An hour and a half later and they were all in the kitchen, good to go. Even Shahid, who under the circumstances could be forgiven for lying in and giving the occasion a miss, was there. He had been out of custody for three days and was still giddily happy – the main symptom being that he couldn’t stop talking. He had lost weight in jail, five or six kilos, and what with the fresh shave and haircut he’d had on getting out, was suddenly much more handsome. In fact he now looked like someone out of a film, a lean dark good-looking stranger with a past. If it had been him going to Lahore, Rohinka would be willing to bet that he wouldn’t come back single.
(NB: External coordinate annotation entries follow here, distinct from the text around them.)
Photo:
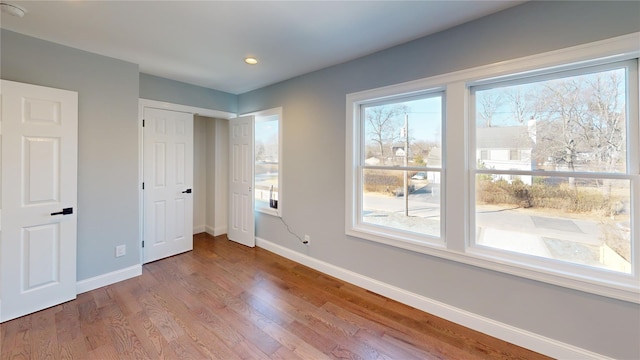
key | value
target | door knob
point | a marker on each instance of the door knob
(65, 211)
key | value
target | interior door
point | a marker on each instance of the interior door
(39, 194)
(241, 227)
(168, 183)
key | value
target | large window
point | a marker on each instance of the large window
(400, 166)
(530, 167)
(567, 196)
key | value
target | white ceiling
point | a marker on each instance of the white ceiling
(204, 42)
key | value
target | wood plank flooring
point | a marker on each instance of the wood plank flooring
(226, 301)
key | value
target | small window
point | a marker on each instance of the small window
(267, 168)
(400, 167)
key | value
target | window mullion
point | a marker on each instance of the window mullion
(456, 178)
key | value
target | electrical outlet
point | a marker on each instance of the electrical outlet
(121, 250)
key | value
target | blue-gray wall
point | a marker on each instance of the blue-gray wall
(107, 142)
(313, 188)
(171, 91)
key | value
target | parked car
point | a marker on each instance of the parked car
(400, 190)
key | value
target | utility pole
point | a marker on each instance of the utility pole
(406, 163)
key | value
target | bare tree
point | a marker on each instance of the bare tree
(383, 125)
(584, 115)
(488, 104)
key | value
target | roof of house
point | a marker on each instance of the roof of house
(506, 137)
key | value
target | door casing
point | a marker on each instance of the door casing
(142, 103)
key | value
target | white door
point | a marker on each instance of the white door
(241, 227)
(168, 183)
(39, 195)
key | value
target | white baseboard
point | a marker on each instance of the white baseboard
(99, 281)
(215, 231)
(511, 334)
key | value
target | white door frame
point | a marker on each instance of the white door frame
(146, 103)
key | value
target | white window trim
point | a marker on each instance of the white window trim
(264, 113)
(456, 169)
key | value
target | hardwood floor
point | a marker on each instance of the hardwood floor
(226, 301)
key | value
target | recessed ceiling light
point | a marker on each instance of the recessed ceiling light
(251, 60)
(13, 10)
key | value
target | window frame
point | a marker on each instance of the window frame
(458, 167)
(261, 116)
(355, 226)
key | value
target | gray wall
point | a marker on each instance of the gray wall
(161, 89)
(314, 149)
(107, 142)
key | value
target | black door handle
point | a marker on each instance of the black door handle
(65, 211)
Now he was sitting next to Fatima, coaxing her to eat her breakfast cereal by pretending to take huge mouthfuls of it himself, then flying it to her mouth making aeroplane noises. Mrs Kamal was sitting next to him, arranging her passport and plane ticket and other documentation on the table in front of her. On the other side of her was Mohammed in his high chair, barely awake. He was not cranky, but he was also not fully conscious, and he was making no attempt to eat or to interact with anyone: sitting there slumped sideways, chubby and skimpy-haired, he had the air of a Sultan recovering from a heavy lunch. Next to him his father too looked tired, and the coincidence made them look very alike; the resemblance, which Rohinka sometimes could and sometimes couldn’t see, was unmistakable. They looked like twins with a thirty-five-year age gap.
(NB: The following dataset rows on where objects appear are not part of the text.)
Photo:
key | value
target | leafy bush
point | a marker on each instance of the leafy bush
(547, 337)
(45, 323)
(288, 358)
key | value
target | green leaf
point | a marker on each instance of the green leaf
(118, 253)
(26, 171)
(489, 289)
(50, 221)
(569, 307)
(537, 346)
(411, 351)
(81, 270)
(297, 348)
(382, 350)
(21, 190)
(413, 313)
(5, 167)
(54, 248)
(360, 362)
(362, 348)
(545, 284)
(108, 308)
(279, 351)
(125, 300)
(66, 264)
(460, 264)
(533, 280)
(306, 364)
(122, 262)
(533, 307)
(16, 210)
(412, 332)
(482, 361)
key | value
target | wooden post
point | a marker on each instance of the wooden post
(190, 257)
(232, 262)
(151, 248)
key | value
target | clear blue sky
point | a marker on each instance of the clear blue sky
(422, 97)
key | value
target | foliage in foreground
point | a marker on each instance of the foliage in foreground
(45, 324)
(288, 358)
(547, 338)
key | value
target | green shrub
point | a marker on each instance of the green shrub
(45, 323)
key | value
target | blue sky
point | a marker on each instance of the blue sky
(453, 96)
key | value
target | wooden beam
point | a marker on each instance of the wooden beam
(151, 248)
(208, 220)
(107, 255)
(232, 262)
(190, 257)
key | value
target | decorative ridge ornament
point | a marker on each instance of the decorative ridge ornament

Mrs Kamal snapped her handbag closed.
‘It’s time,’ she said.
‘Usman’s brought the car round,’ said Ahmed. The two brothers would take their mother to the airport; Shahid had an appointment
with Mrs Strauss the solicitor. They went into their farewells, and then came out in front of the shop, where Usman sat at the wheel of the Sharan with its hazard lights blinking. Ahmed loaded Mrs Kamal’s bag into the back of the people carrier. She had two suitcases and the biggest wheelie carry-on bag Rohinka had ever seen: with its handle extended, it was almost as tall as she was.